We have already seen that Davidson later came to weaken his early claim regarding uniquely identifying strict law descriptions for mental events. So the rationale for bare materialism, as an alternative to Anomalous Monism, seems less compelling. With respect to bare materialism taken on its own, it is also unclear what its rationale is for asserting materialism, even one of this minimalist variety, which focuses on substances (the person or perhaps the body) rather than events undergone by substances. One virtue of Anomalous Monism is that it provides a justification for its form of materialism. It is also not clear how mental events, when thought of as not describable in the language of physics, can be held to interact with events describable in physical language. Here concerns with a lineage going back to the earliest critics of Descartes, such as Pierre Gassendi and Princess Elisabeth of Bohemia, again rear their heads: if physical but not mental events (which supposedly interact) have precise spatiotemporal locations, how can events of such different kinds causally interact, and where is the locus of interaction? These questions are just as pressing for proponents of minimal materialism who reject token-identities of mental and physical events.

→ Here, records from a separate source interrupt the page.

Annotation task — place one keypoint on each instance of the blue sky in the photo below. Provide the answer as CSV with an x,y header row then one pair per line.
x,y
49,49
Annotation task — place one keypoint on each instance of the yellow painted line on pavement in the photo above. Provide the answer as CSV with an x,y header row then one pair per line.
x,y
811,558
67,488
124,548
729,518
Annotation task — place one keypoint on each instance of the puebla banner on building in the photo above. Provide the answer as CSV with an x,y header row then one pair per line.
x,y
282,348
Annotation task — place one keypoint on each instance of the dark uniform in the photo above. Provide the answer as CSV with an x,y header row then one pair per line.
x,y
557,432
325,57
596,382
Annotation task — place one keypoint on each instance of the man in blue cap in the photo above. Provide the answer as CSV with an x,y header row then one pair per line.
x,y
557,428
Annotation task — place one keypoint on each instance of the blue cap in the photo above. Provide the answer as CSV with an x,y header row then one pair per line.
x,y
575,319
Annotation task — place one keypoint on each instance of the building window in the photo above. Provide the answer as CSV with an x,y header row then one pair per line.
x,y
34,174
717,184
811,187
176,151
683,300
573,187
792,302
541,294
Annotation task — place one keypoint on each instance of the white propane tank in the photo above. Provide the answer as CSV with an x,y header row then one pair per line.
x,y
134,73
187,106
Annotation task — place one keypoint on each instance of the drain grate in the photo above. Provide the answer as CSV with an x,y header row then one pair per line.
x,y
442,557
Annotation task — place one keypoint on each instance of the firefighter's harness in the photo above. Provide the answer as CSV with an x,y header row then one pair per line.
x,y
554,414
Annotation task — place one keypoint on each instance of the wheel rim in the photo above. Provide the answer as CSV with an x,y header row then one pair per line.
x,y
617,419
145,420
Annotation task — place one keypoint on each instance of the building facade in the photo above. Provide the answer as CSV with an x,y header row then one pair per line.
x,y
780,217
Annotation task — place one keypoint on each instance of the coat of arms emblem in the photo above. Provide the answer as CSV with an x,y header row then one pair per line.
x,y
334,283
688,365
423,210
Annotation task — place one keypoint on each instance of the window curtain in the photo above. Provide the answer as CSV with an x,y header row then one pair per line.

As discussed in 5.2, the spatiotemporal objection to Anomalous Monism is difficult to evaluate, depending as it does on our own current intuitions about the intelligibility of recognizing precise spatiotemporal dimensions for mental events and states. There is also Davidson's later rejection of the requirement that such descriptions be uniquely identifying to take into account. Davidson's point, early and late, however, is that based upon a priori argument we know that there must be some such description, even if we may never actually be in a position to make the relevant identifications.
4. Other Positions
Various other nonreductive monist positions have been developed that are motivated by concerns very different than those of Anomalous Monism. These positions raise issues that go beyond what can be addressed here, but some are worth noting. As observed above, one motivation derives from concerns with sentient phenomena—whether, given distinctive properties attaching to conscious states and events, they can be explained in terms of underlying physical states and events. Proponents of these views deny that such an explanation is possible, and subsequently assert various forms of property dualism together with a substance monism (see Chalmers 1996). And another nonreductive monist position has been motivated by appeal to a semantic thesis concerning how mental contents of propositional attitudes are determined. Some externalist views like Davidson's hold that mental contents are determined in part by physical environmental factors. Others emphasize social factors, such as the role that experts play in constituting norms of usage for concepts to which laypeople defer. Some proponents of this view conclude that the attitudes in which these contents figure cannot be held to be token-identical to underlying physical states of those agents, even though all states and events may indeed be physical in some other sense (Burge 1979, 1993). Davidson (1987a) has forcefully argued, against this view, that the token-identity theory of mind is consistent with semantic externalism. (For related discussion, see the supplement on Related Issues (Mental Anomalism and Semantic Externalism).)